Plus précisément, le gouvernement a retenu un amendement qui prévoit « une entrée en vigueur de la redevance dédiée à la pollution de l’eau par des substances perfluoroalkylées et polyfluoroalkylées (PFAS) au 1er mars 2026 », déposé par la députée de Haute-Savoie Anne-Cécile Violland (Horizons).
Le gouvernement souhaitait initialement un report à 2027 de cette disposition qui figure dans la loi contre les PFAS portée par le député écologiste Nicolas Thierry et promulguée en février 2025.
Le ministre délégué de la transition écologique, Mathieu Lefèvre, avait mis en avant devant l’Assemblée nationale en décembre dernier des raisons pratiques de mise en œuvre, « notamment parce qu’il faut impérativement qu’un décret puisse être mis en consultation », pour justifier ce souhait.
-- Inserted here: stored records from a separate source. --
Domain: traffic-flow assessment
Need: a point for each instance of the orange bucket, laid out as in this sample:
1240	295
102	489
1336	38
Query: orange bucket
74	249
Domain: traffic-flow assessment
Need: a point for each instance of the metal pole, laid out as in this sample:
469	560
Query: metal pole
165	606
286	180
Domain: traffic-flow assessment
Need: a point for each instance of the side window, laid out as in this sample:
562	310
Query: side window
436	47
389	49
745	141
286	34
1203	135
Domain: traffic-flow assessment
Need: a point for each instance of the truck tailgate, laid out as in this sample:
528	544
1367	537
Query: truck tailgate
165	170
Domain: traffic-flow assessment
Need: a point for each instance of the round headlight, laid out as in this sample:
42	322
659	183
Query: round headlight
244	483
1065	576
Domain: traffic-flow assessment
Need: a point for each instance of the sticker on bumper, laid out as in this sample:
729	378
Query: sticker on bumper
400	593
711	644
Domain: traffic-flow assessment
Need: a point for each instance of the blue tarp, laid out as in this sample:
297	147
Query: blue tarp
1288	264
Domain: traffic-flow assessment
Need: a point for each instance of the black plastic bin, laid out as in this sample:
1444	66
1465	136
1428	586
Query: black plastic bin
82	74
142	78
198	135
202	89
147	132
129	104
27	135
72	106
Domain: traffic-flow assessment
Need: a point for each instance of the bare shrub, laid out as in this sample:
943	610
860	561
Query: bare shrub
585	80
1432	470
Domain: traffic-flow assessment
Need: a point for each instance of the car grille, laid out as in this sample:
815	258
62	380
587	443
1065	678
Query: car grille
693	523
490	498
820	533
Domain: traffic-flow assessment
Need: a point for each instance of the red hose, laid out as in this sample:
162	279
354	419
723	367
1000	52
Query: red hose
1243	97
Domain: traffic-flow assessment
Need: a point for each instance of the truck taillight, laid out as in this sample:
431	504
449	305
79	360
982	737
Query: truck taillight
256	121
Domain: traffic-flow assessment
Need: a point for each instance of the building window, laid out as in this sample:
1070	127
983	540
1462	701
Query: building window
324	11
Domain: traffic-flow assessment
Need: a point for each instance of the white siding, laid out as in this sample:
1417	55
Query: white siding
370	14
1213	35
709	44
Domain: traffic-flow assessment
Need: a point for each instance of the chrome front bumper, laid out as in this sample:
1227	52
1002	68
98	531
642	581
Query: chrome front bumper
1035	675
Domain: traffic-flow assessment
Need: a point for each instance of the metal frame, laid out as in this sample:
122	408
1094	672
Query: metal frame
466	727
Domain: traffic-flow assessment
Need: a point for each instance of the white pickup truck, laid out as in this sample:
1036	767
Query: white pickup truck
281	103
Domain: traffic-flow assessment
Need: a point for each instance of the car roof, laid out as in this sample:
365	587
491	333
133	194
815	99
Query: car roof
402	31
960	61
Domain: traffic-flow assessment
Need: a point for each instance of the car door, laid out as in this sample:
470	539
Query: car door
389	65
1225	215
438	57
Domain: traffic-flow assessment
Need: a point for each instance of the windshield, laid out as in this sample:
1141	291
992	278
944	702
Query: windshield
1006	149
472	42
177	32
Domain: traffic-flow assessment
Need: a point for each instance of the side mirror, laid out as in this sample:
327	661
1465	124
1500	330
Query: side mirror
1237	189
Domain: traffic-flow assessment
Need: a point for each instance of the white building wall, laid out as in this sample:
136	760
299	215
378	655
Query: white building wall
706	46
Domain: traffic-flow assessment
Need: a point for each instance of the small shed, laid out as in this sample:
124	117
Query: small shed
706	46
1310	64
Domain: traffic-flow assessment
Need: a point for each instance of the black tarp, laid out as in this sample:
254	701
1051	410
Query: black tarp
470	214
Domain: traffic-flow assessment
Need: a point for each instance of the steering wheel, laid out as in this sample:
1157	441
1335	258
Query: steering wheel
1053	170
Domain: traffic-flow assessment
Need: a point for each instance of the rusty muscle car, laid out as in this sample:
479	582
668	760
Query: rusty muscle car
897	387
Conformément à la réglementation européenne, la législation française prévoit le contrôle à compter du 1er janvier de 20 PFAS, dont la somme ne doit pas excéder 0,1 microgramme par litre. Promulguée en février, la loi d’initiative écologiste prévoit notamment une redevance que doivent payer les industriels dont les usines rejettent des PFAS dans l’eau, de 100 euros pour cent grammes, à compter de 2026.
À l’occasion de débats budgétaires, mi-novembre, la ministre des comptes publics Amélie de Montchalin (Renaissance) avait semé le trouble jusque dans son propre camp, en approuvant un amendement LR visant à repousser d’un an l’entrée en vigueur de la redevance, au 1er janvier 2027, pour préparer le dispositif et que les entreprises puissent s’adapter.
Quasi indestructibles et présentes dans quantité d’objets et de produits, ces substances chimiques s’accumulent dans l’environnement, la nourriture et, in fine, dans le corps humain. La loi qui vise à « protéger la population des risques » liés aux PFAS a été validée le 20 février 2025 par le Parlement.
Elle prévoit aussi l’interdiction, depuis le 1er janvier 2026, de « la fabrication, l’importation, l’exportation et la mise sur le marché » de « tout produit cosmétique » contenant des PFAS, ainsi que des produits de fart (pour les skis), et – avec des exceptions – des textiles en contenant.